Fresh water supplies are becoming increasingly scarce, especially in arid regions where increasing populations are depleting aquifers that took millennia to charge. Harvesting rain not only decreases the demand on the ground water supply, it also consumes significantly less energy to utilize.
Rainwater Collection: We built this cistern under a greenhouse. The cistern is made out of reinforced concrete with a waterproof coating. There is an access door in the floor. Rainwater is collected on the glass roof, a small area 8×10′ but the cistern fills up fast. We installed a valve to ensure that only clean water is collected. The first few gallons run out a drain pipe, then the valve switches on and directs water into the tank. The water is used on landscaping, pumped directly out of the tank with a garden hose. A generous supply of water is also useful in emergencies when electricity is out, for instance, and the well pump is not working, as a source of water for flushing the toilet.

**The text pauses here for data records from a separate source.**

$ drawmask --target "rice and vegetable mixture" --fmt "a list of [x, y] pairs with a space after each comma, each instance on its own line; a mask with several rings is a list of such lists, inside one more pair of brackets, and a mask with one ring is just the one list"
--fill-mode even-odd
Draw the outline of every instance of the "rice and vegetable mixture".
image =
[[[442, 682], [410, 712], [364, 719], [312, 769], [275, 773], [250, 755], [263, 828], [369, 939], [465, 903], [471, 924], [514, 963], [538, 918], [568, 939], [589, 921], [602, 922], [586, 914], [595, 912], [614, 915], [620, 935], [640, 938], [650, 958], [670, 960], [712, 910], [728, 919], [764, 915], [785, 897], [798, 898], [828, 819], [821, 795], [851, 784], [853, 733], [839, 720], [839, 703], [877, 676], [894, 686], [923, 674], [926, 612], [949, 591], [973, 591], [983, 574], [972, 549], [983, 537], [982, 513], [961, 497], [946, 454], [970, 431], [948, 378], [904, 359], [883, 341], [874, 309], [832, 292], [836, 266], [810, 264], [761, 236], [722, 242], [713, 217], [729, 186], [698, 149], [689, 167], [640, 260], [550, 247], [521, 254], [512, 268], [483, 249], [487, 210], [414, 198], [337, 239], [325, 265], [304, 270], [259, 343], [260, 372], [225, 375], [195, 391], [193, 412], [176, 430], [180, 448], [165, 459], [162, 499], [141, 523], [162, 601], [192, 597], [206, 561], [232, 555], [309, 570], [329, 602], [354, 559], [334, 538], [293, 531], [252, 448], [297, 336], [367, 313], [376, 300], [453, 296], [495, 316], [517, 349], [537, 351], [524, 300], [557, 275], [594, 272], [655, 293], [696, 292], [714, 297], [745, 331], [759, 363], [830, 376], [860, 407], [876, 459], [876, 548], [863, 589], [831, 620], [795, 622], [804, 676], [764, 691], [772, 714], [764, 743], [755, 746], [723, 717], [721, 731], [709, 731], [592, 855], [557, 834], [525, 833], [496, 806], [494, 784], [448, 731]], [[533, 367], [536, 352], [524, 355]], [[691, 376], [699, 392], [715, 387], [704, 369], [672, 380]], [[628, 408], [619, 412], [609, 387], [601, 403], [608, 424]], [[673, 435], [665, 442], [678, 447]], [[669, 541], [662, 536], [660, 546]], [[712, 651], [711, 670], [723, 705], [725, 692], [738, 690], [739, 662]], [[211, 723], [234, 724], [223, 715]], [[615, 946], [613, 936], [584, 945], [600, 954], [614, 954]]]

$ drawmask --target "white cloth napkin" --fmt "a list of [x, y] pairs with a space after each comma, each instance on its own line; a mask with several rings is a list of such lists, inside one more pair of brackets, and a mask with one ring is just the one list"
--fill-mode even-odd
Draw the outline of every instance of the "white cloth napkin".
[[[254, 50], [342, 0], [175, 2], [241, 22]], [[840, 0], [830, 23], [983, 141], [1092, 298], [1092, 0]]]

Livestock need a lot of water, and plumbing a barn may not be cost-effective, particularly when you consider the amount of energy it takes to run a well-pump. We installed a underground tank behind our sheep barn. The metal roof collects clean water. (Rainwater harvesting off an asphalt roof is not recommended.)
The water runs into gutters and through a series of gradually finer filters before going into the tank. The tank has an electric unit for ozone filtration.